Donc, dans les jours suivants, tout s’organise. Je viens souvent dans le futur atelier, d’autant qu’étant au repos comme tout le monde, je suis moins absorbé par d’autres tâches. Je vois arriver les tables, les chaises, les machines et tout le matériel. Enfin on me présente le personnel, tous gens de la profession, assez satisfaits de retrouver leurs occupations habituelles.
Enfin, l’atelier démarre sans difficulté. Nous avions formé les équipes, distribué les rôles, mis au point un modèle, en limitant pour le moment les pointures à 3, car le tissu est assez élastique.
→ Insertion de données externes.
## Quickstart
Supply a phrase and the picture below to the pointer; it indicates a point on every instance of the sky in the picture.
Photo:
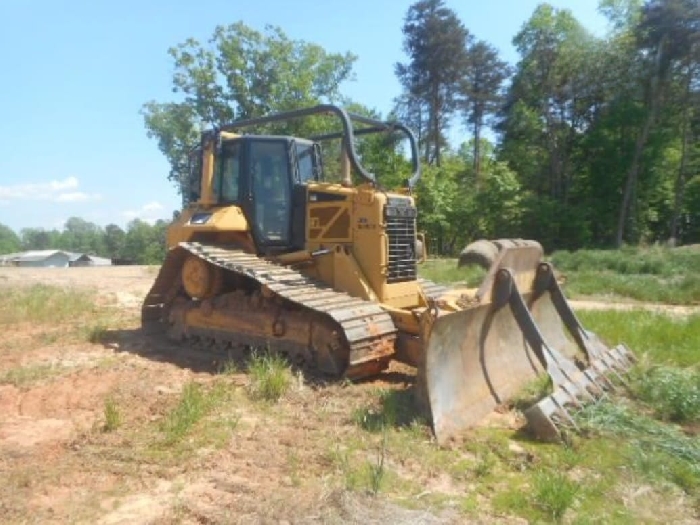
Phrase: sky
(77, 72)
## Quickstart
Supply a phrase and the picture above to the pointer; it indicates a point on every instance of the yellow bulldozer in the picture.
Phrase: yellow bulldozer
(269, 253)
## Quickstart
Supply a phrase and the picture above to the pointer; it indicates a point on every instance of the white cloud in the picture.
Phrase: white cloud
(77, 196)
(149, 212)
(54, 190)
(152, 206)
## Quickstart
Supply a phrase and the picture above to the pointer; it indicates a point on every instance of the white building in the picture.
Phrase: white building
(52, 259)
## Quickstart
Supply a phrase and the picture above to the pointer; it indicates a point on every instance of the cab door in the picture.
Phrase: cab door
(270, 195)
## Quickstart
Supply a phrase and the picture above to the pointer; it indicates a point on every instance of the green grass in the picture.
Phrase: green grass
(655, 260)
(651, 274)
(657, 451)
(42, 303)
(270, 376)
(194, 404)
(23, 376)
(554, 493)
(112, 415)
(680, 289)
(395, 408)
(665, 339)
(673, 393)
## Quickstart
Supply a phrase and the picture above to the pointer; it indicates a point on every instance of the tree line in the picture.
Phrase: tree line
(586, 141)
(140, 243)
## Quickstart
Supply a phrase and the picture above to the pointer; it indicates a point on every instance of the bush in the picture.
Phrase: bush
(271, 376)
(673, 393)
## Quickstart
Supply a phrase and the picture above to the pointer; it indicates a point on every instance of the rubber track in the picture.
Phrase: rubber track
(364, 323)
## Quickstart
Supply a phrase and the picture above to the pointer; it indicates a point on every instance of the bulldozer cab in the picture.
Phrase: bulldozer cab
(265, 176)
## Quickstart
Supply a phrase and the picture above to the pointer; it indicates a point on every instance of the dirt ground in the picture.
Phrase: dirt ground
(58, 465)
(271, 464)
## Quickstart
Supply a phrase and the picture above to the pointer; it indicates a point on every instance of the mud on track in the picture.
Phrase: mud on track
(301, 460)
(58, 465)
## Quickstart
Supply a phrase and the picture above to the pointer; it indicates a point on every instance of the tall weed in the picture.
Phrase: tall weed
(41, 303)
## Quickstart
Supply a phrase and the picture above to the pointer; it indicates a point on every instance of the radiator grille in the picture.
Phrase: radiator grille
(401, 231)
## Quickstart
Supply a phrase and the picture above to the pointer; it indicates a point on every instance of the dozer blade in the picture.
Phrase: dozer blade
(479, 358)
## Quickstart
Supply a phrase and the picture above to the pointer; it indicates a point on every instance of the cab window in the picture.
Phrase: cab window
(227, 181)
(305, 159)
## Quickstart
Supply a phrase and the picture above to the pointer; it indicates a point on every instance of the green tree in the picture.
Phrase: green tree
(435, 42)
(39, 239)
(240, 73)
(667, 33)
(114, 241)
(82, 236)
(144, 243)
(481, 92)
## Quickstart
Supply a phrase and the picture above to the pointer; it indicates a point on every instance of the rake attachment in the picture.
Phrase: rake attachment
(478, 358)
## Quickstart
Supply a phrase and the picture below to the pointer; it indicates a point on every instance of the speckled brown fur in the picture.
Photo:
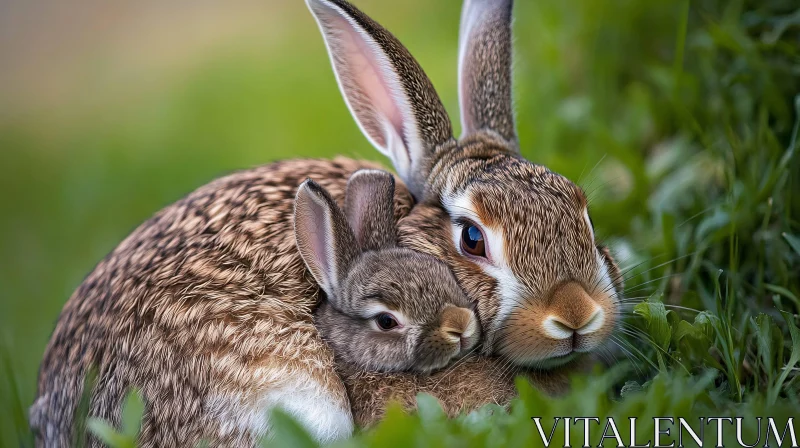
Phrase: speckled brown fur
(193, 301)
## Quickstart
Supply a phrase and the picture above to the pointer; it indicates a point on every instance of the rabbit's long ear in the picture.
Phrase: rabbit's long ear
(369, 205)
(484, 68)
(391, 98)
(324, 238)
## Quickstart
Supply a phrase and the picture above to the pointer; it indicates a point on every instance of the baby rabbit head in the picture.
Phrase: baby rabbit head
(517, 236)
(385, 308)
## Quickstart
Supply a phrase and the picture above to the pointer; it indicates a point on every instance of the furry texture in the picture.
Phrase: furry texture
(429, 317)
(206, 305)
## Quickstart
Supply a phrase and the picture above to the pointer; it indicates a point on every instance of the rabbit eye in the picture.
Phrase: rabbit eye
(386, 321)
(472, 241)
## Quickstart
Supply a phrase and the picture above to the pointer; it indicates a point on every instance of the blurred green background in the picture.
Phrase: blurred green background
(110, 111)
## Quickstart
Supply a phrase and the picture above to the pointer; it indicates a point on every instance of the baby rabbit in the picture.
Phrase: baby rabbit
(386, 308)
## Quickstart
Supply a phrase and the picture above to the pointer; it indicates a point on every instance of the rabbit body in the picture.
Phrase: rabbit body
(207, 310)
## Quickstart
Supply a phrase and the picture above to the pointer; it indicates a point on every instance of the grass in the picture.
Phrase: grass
(680, 119)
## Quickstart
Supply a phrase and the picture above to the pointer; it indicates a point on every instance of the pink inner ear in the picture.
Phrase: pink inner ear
(368, 82)
(314, 228)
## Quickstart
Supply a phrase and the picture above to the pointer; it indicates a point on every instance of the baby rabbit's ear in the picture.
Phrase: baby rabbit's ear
(484, 68)
(323, 236)
(369, 204)
(391, 98)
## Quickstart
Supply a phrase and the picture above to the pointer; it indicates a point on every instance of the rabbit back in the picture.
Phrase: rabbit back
(206, 308)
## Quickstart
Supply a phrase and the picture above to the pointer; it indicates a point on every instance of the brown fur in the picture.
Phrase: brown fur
(211, 295)
(191, 302)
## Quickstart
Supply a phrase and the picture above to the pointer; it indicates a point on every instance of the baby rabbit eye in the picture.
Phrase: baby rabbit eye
(386, 321)
(472, 241)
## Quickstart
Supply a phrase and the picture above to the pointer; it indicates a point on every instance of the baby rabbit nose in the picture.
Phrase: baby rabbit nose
(457, 323)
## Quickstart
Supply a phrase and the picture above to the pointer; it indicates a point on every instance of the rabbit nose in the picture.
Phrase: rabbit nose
(573, 311)
(558, 328)
(457, 323)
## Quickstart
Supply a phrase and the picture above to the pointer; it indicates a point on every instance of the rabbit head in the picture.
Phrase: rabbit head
(517, 236)
(386, 308)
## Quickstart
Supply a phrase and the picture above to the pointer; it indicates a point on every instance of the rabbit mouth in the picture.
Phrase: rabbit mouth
(556, 361)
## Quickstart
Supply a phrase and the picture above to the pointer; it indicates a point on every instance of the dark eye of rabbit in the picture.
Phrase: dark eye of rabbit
(386, 321)
(472, 240)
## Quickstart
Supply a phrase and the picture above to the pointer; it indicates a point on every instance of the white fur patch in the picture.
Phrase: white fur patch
(325, 417)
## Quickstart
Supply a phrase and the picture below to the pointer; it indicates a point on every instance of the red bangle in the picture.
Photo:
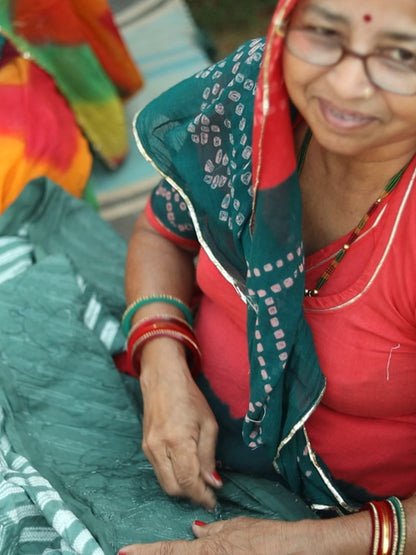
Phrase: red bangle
(194, 355)
(152, 324)
(163, 326)
(385, 527)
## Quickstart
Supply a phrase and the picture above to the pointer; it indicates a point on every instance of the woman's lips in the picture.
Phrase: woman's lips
(343, 119)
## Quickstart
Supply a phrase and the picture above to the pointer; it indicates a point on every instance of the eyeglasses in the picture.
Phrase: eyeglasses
(391, 69)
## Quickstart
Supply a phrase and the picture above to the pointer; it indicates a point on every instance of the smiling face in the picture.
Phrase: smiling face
(347, 113)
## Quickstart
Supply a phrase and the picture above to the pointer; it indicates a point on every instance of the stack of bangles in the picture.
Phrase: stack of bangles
(389, 526)
(150, 328)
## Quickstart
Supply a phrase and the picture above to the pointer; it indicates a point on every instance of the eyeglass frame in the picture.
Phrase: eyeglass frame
(283, 30)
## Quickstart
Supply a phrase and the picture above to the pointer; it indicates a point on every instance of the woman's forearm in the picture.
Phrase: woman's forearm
(156, 266)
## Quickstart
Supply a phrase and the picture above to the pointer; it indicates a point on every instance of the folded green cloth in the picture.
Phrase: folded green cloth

L’atelier prend son rythme de croisière. Je charge P. de le dire ou le faire dire au général et de lui transmettre mon invitation à visiter cet atelier que je serai heureux de lui présenter.
Le lendemain, le général me fait dire qu’il est trop occupé et qu’il ne pourra pas venir. Il ne pourrait donc même pas trouver une petite heure pour venir me voir ?? Tant pis, ou même au contraire tant mieux ! J’ai fait la politesse, je ne tiens pas tellement à le voir.
Mais un doute me traverse l’esprit. Déjà, dès le début du séjour à LUNEVILLE, j’avais constaté une attitude analogue chez le général : en chef impérieux, exigeant, paraissant tenir terriblement à quelque chose de difficile, vous lançant là-dedans pour le réaliser, et puis quand c’est en route donnant l’impression de s’en f… complètement.
Autrement dit, je peux penser que le général, en présence de ce tout jeune Intendant, a voulu me tester, m’éprouver, et finalement s’est joué de moi. Il savait bien, dès le début qu’en admettant que ça marche, je ne ferai fabriquer au mieux que quelques centaines de bonnets de police. Qu’est-ce que cela pour 12 000 hommes !
Cette impression est pénible. Je ne conçois pas ainsi le rôle du chef et, même si mon entreprise a été réussie, je suis déçu …
Mais revenons à l’atelier. C’est une ruche bourdonnante, les coupeurs coupent, les piqueurs piquent, les repasseurs repassent, tout cela dans la bonne humeur ; ils montrent leur savoir-faire, et, à ce train là, le 10 Mai, de tissu il n’y a plus ! Et comment renouveler le stock ? On ne peut faire deux fois le coup de BESANÇON !
Par une chance miraculeuse (pour moi, pour moi tout seul !), le 10 Mai tombe la foudre dans le ciel bleu : les Allemands ont réussi une percée à SEDAN, avec leurs blindés, et élargissent la brèche dans le dispositif français … Il n’est plus question de bonnets de police !
La Division, alertée, s’apprête à être embarquée dans 3 jours. Les tailleurs rejoignent dare-dare leurs unités …
Ainsi finit tragiquement cette histoire bien commencée …
Mais pour conclure, veuillez apprécier, s’il vous plait, la force de ce chef évidemment exceptionnel. Prenez le mot dans le sens que vous voudrez. Ce chef demandait ‘impossible, et, ce faisant, il pouvait se rendre ridicule. Eh ! Bien ! Tout le monde s’y mettant, l’impossible devenait possible, et le général n’était pas ridicule du tout. Il appliquait aux autres, et avec quelle rigueur, sa propre devise de l’époque : « PLUS EST EN NOUS ».